Designer Brands, Inc., the parent of the DSW chain, reported sales grew 35.0 percent in the fourth quarter and 43.0 percent in the year.

Roger Rawlins, CEO, stated, “I am incredibly proud of all Designer Brands’ accomplishments this year. Our flexible business model supported by our dedicated and hardworking associates has allowed us to emerge from this unprecedented operating environment in a position of strength both strategically and financially. We now have the ability to quickly shift our assortment to match the product our consumer is demanding, and the infrastructure to meet that consumer wherever they are, which is powered by our best-in-class omnichannel capabilities.

“Looking forward, our growth strategy is centered around increasingly establishing ourselves as a builder and grower of brands, including our four major national brands, our premier quality exclusive brands and the rest of the top 50 brands in footwear. We are seeing aggressive growth in the sales of our owned brands in our direct-to-consumer channels of DSW, Shoe company and vincecamuto.com, which were up 98 percent in the fourth quarter versus the same period in 2020. In fact, one out of every four pairs of shoes that Designer Brands sold as an enterprise during 2021 was designed and sourced by our own team. We are constantly focused on going narrower and deeper with our inventory investments as we strive to continue to mitigate supply chain pressures, which we anticipate will further strengthen gross margin, speed to the customer and assortment differentiation. This strategy is anchored by our Customer, Brand and Speed initiatives, and we look forward to sharing additional details at our Investor Day on April 8, 2022.”

Fourth Quarter Operating Results
(unless otherwise indicated, all comparisons are to the fourth quarter of 2020)

  • Net sales increased 35.0 percent to $822.6 million.
  • Comparable sales increased by 36.9 percent.
  • Gross profit increased to $254.2 million in the fourth quarter of 2021 versus $135.0 million last year, and gross margin as a percentage of net sales was 30.9 percent as compared to 22.2 percent for 2020 and 24.8 percent for the fourth quarter of 2019.
  • Reported net income was $14.4 million, or diluted earnings per share (EPS) of $0.19, including net benefits of $0.04 per diluted share from adjusted items, primarily related to the change in the valuation allowance on deferred tax assets.
  • Adjusted net income was $11.7 million, or diluted EPS of $0.15.

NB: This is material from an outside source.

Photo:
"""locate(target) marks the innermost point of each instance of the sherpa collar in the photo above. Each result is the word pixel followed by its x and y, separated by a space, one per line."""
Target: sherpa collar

Sales of  $822.6 million came in below Wall Street’s consensus estimate of $837.2 million. Adjusted earnings of 15 cents were below Wall Street’s consensus estimate of 16 cents. 

Full Year Operating Results
(unless otherwise indicated, all comparisons are to the full year 2020)

  • Net sales increased 43.0 percent to $3.2 billion.
  • Comparable sales increased by 51.6 percent.
  • Gross profit increased to $1.1 billion compared to $311.2 million in 2020, representing an over 240 percent increase year-over-year, and gross margin as a percentage of net sales was 33.4 percent as compared to 13.9 percent last year and 28.6 percent in 2019.
  • Reported net income was $154.5 million, or diluted EPS of $2.00, including net benefits of $0.30 per diluted share from adjusted items, primarily related to the change in the valuation allowance on deferred tax assets.
  • Adjusted net income was $131.2 million, or diluted EPS of $1.70.

Liquidity Highlights

  • Cash and cash equivalents totaled $72.7 million at the end of 2021, compared to $59.6 million at the end of 2020, with $395.1 million available for borrowings under its senior secured asset-based revolving credit facility (“ABL Revolver”). Debt totaled $225.5 million at the end of 2021 compared to $334.8 million at the end of 2020.
  • On February 8, 2022, we voluntarily settled in full the $231.3 million principal amount outstanding under its senior secured term loan (Term Loan). The settlement of the Term Loan and a $6.9 million prepayment premium were made primarily from proceeds from borrowings under the ABL Revolver.
  • The company ended the year with inventories of $586.4 million compared to $473.2 million at the end of 2020.

Store Openings and Closings
During the fourth quarter of 2021, the company closed seven stores in the U.S. and four stores in Canada with no new stores opened, resulting in a total of 508 U.S. stores and 140 Canadian stores as of the end of 2021.

Outlook for 2022
The company has announced the following guidance for the full year 2022:

  • Comparable sales growth in the high-single-digits; and
  • Diluted EPS in the range of $1.75 to $1.85

Designer Brands is a portfolio of retail concepts in nearly 650 locations under the DSW Designer Shoe Warehouse and The Shoe Company banners. The company designs and produces footwear and accessories through Camuto Group, a manufacturer selling in more than 5,400 stores worldwide. Camuto Group owns licensing rights for the Jessica Simpson footwear business and footwear and handbag licenses for Lucky Brand. In partnership with a joint venture with Authentic Brands Group (ABG), the company also owns a stake in Vince Camuto, Louise et Cie and other brands.